Ironically, the country that once opened its doors to a flood of
Vietnam-era draft dodgers is even using old convictions from antiwar
demonstrations of the 1960s and 70s as one reason to deny entry to some
That's what happened to Jeff Crosby, president of Massachusetts' North
Shore Labor Council and a longtime union activist, as he arrived Tuesday at
the Stanstead, Quebec, border crossing at the northern tip of Interstate 91.
Instead of the usual easy entry to Canada, he and a companion joined the
scores of would-be protesters from the United States pronounced
"inadmissable" to Canada in recent days after unusually intensive
background checks divulged even minor criminal records. By week's end,
activists said, large numbers of thwarted demonstrators may be stranded at
American border towns and in Canadian international airports.
Even some of those getting through claim they have been grilled about their
political views in a way more associated with dictatorial states.
"It's harassment," said Karen Hansen-Kuhn of the American protest group
Alliance for Responsible Trade, who, after an hour of intensive questioning
at Quebec City's airport, was permitted to enter Canada to join the
protests - and promptly held a press conference denouncing her host.
"I've never been stopped like that," she said. "Even in countries emerging
from civil wars."
Crosby and his five traveling companions, who made no secret that they were
bound for Quebec City to take part in demonstrations, were questioned
closely for two hours by Canadian immigration officials. Their
luggage was searched and a book on the anti-free trade movement, "Allies
Across the Border," was pored over by one inspector for nearly 30 minutes,
according to Crosby.
Finally Crosby was given the bounce after admitting to a conviction: In
1971, in a Vietnam War protest, he spray-painted a slogan on a piece of
plywood affixed to a post office window in Massachusetts. He was found
guilty and fined $75.
Thirty years later, he paid an even more irksome price.
"For a minor offense, I'm suddenly considered such a threat to Canada that
I'm ruled inadmissable," Crosby said in an interview from Derby Line, Vt.,
where he and other activists refused entry to Canada have taken shelter in
the Unitarian Church. "It's a draconian crackdown whose only purpose is to
keep down the numbers of protesters headed for the summit."
Also denied entry was David Bjorkman, another Bay State union worker.
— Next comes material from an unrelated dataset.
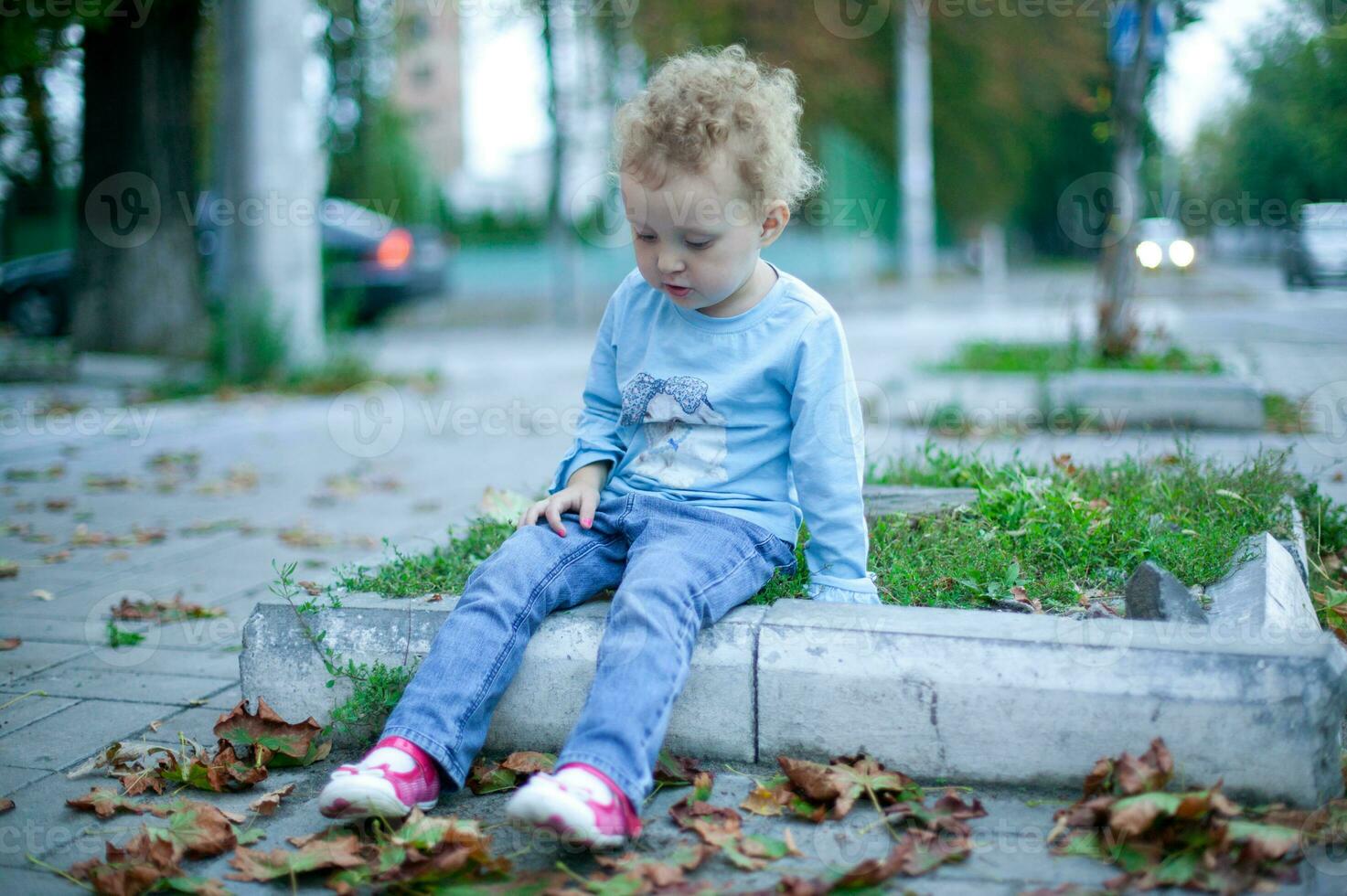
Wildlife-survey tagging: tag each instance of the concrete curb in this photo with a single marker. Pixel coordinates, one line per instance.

Crosby's four other companions - two adult activists and a pair of Melrose
high school students making a video on the antiglobalization movement -
were allowed to enter Quebec.
Canada's nervousness is understandable. Yesterday, six of its own citizens
were arrested in Quebec City and Montreal and accused of plotting to attack
the summit with smoke bombs made of highway flares and tear gas.
Royal Canadian Mounted Police spokesman Mike Gaudet said the devices could
have "caused confusion and even serious injury" had they exploded in a
crowd, as was apparently the plan. Police said the conspirators were
members of a "well-organized" underground group whose aim was to "breach
the perimeter fence" surrounding the summit site.
Canada is not providing exact numbers, but makes no bones that it is
seeking to turn back people it deems potentially violent while allowing in
the much larger numbers of peaceful protesters. A criminal record is one
crude indicator of a propensity for trouble, said Immigrations Canada
spokesman Richard St. Louis.
"We believe people have a right to peacefully protest. But we also have a
duty to screen against those who might make trouble," St. Louis said. "This
is a sovereign nation. Entry to Canada is a privilege, not a right - even
At least one guilty plea is being overlooked, however. Under normal
circumstances, even a single conviction of driving while intoxicated would
be reason for Canada to deny entry. But President Bush need not fear being
turned back when he arrives at the Summit of the Americas.
"It's ridiculous to even ask if we are going to refuse the president of the
United States because of his mistake," said a Foreign Ministry official.
"Besides, in Canada, he will have a driver."
This story ran on page 8 of the Boston Globe on 4/19/2001.